Stankovic vuole restare all'Inter: la scelta dopo Bruges
Aleksandar Stankovic: da Bruges a Milano, il cerchio si chiude
Ci sono storie nel calcio che sembrano scritte da qualcuno con un debole per la narrativa romantica. Quella di Aleksandar Stankovic e dell'Inter è una di queste. Cresciuto nell'ombra lunga e prestigiosa di papà Dejan — bandiera nerazzurra e oggi allenatore — il giovane centrocampista serbo ha percorso la sua strada con discrezione ma con determinazione. Dopo una stagione trascorsa al Club Bruges, in Belgio, Stankovic ha maturato una convinzione che va oltre il semplice desiderio: tornare a Milano non è una fuga, ma una scelta consapevole.
L'esperienza belga: crescita vera, non solo chilometri
Il prestito al Club Bruges non è stato un semplice parcheggio in attesa di tempi migliori. In Belgio, Aleksandar Stankovic ha trovato un ambiente capace di valorizzarlo, di dargli minutaggio reale e responsabilità tattiche concrete. La Pro League belga è da anni considerata uno dei campionati più adatti alla maturazione dei giovani talenti europei, e il Bruges in particolare ha una consolidata tradizione nel lanciare giocatori verso palcoscenici più grandi — basti pensare ai percorsi di diversi profili poi approdati con successo in Serie A o nelle principali leghe del continente. Per Stankovic, quella esperienza ha rappresentato un banco di prova superato: fisicità, intensità e ritmo di gioco elevati lo hanno temprato, rendendolo un centrocampista più completo rispetto a quando era partito.

Analisi tattica: cosa porta Stankovic all'Inter di Inzaghi
Dal punto di vista tecnico-tattico, il profilo di Aleksandar Stankovic si inserisce in maniera interessante negli equilibri del centrocampo dell'Inter. Mancino naturale, capace di giocare sia in una mediana a due che in un terzetto, il giovane serbo unisce qualità nella costruzione del gioco a una discreta capacità di inserimento. Nel 3-5-2 di Simone Inzaghi, un centrocampista duttile e con buona visione di gioco rappresenta sempre una risorsa preziosa, soprattutto in una stagione che prevede impegni ravvicinati tra Serie A, Champions League e Coppa Italia. La concorrenza è feroce — Calhanoglu, Barella, Mkhitaryan, Frattesi e Asllani occupano le gerarchie — ma Stankovic non sembra intenzionato a fare un passo indietro senza aver combattuto.
Un elemento non trascurabile è il numero di maglia: ereditare la casacca che fu di Dejan Stankovic all'Inter non è un dettaglio simbolico, è un peso e un onore insieme. Aleksandar sembra averlo metabolizzato nel modo giusto, trasformando quella pressione in carburante piuttosto che in zavorra.
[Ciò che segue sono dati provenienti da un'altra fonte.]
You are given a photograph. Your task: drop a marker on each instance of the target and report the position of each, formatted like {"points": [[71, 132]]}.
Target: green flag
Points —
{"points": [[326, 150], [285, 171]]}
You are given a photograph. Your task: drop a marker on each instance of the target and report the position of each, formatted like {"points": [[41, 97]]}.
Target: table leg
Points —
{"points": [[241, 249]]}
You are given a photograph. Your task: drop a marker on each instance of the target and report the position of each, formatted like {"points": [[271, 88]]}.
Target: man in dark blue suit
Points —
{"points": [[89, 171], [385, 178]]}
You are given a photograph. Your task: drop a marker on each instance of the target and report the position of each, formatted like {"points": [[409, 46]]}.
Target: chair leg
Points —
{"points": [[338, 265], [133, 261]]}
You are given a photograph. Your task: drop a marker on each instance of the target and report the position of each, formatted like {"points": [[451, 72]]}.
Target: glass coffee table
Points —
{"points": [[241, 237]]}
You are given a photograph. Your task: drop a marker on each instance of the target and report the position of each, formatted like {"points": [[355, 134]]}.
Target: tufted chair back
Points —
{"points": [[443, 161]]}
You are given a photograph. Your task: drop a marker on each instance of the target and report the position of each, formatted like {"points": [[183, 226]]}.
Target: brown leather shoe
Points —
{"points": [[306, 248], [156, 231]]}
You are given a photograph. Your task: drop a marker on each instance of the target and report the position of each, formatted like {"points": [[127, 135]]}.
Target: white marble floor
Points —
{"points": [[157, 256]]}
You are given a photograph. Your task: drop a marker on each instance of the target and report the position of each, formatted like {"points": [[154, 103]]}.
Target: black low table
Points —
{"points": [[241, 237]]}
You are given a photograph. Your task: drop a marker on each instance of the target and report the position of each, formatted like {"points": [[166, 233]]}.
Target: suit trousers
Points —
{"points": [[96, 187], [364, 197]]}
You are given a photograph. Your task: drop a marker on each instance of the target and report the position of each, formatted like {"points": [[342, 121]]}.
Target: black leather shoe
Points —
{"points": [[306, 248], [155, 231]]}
L'opinione di Lombardia Calcio
La scelta di Aleksandar Stankovic di puntare con decisione sull'Inter dice molto sulla sua maturità mentale, forse più che su quella tecnica. In un calcio moderno dove i giovani vengono spesso spediti in prestito su prestito senza una vera pianificazione, vedere un ragazzo che torna da un'esperienza positiva all'estero con le idee chiare e la voglia di guadagnarsi spazio nel proprio club è un segnale incoraggiante. La società nerazzurra farebbe bene a valutarlo con attenzione durante il ritiro e la pre-stagione: gettare via un talento cresciuto in casa, con quella storia familiare e quella fame agonistica, sarebbe un errore difficile da giustificare. Non è detto che Stankovic diventi un titolare inamovibile nell'immediato, ma la sua presenza nel gruppo può arricchire la rosa e la cultura del lavoro quotidiano.
Conclusione: una storia ancora tutta da scrivere
Il capitolo belga si è chiuso, quello nerazzurro è pronto a riaprirsi con nuove ambizioni. Aleksandar Stankovic ha dimostrato di saper crescere lontano da casa; ora vuole dimostrare di saper brillare dove tutto è iniziato. Per l'Inter e per la Serie A, potrebbe essere l'inizio di una storia che merita di essere seguita con attenzione.